The scribe and his theological comrades apparently could not, or dare not, answer Yeshua. Instead, "No one was able to answer him a word . . ." (Matt 22:46).

Yeshua's diverting attention from the Shema to Psalm 110:1 is a significant move. In fact, Psalm 110:1 is the most quoted Hebrew text in the NT, more than Deuteronomy 6:4, Isaiah 53 or Psalm 22. He set the exegetical agenda for all his followers—and for Israel.

In essence, Psalm 110:1 is the other Shema in Hebrew Scripture. The one that completes the revelation of the one God to his people and to all peoples on earth.

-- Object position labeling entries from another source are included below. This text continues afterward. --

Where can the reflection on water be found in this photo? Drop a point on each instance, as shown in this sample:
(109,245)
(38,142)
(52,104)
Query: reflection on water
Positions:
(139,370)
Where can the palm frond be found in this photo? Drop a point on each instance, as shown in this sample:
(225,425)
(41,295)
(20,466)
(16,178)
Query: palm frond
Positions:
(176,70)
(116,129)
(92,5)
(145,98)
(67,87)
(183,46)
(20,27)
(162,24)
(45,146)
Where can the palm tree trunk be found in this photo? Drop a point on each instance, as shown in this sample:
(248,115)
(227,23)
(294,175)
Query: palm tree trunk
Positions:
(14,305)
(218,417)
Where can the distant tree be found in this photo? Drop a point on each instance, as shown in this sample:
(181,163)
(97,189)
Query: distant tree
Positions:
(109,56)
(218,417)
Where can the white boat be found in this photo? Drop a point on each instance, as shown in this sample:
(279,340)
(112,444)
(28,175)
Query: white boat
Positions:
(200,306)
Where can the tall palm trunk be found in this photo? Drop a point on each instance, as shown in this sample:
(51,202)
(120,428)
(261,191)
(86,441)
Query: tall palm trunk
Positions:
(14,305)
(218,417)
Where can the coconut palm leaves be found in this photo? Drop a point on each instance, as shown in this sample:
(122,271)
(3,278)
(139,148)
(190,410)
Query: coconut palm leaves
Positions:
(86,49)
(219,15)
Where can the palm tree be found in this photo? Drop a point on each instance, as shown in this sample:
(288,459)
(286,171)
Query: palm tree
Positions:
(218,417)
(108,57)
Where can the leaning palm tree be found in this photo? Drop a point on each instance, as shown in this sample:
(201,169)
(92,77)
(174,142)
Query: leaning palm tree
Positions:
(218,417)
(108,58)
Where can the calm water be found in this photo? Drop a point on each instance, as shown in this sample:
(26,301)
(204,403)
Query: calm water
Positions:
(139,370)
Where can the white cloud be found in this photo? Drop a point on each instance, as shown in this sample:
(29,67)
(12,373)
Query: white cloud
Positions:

Yeshua's shift of emphasis could become a vision-changing lesson for modern interpreters to follow his example—instead of the example of their teachers and rabbis.

[Source: Hebrew Bible Study By Paul Sumner]


Notes

(1) According to J.R. Kohlenberg & J.A. Swanson's Hebrew English Concordance to the Old Testament (1998), echad occurs 970 times in the Tanakh.
Brown-Driver-Briggs' Hebrew-English Lexicon of the Old Testamentsays echad occurs 962 times. 
Inexplicably, Abraham Even-Shoshan's Hebrew Qonqordantzia Hadashah Le'Torah Neviim Ukhtuvim says echad occurs only 699 times. 

(2) Here are renderings of the Shema in some Christian English Bibles.

Hear, O Israel: The LORD our God, is the LORD is one. (New International Version, 2011)

Hear, O Israel: The LORD our God is one LORD. (King James Version, 1611)

Hear, O Israel: The LORD is our God, the LORD alone. (New Revised Standard Version, 1989)

Hear, O Israel: The LORD our God, the LORD is one. (New American Standard Bible and English Standard Version)

Attention, Israel! GOD, our GOD the one and only! (The Message, 2002)

Israel, listen to me. The LORD is our God. The Lord is the one and only God. (New International Reader's Version, 2014)

(3) The statement by Yeshua, "I and the Father are one" (John 10:30), begs to be interpreted in light of this discussion of echad. In context, it seems clear that he was affirming a unity of purpose, will, and power with God the Father. His Father, who is "greater than all" (v. 29), had given him authority and divine power to keep all his sheep safe within the protected sphere of eternal life.

He asked his Father that his disciples "may all be one, just as we are one" (John 17:21-22). What all their unity may be, it does not mean they become united into the one Deity, as in New Age pantheistic religion.

Notwithstanding the accusations of the Jerusalem theologians that Yeshua, "being a man, [made himself] out to be God" (v. 33), he stood his ground that, as "Son of God" (v. 36), the Father was "in" him—not that he was God the Father.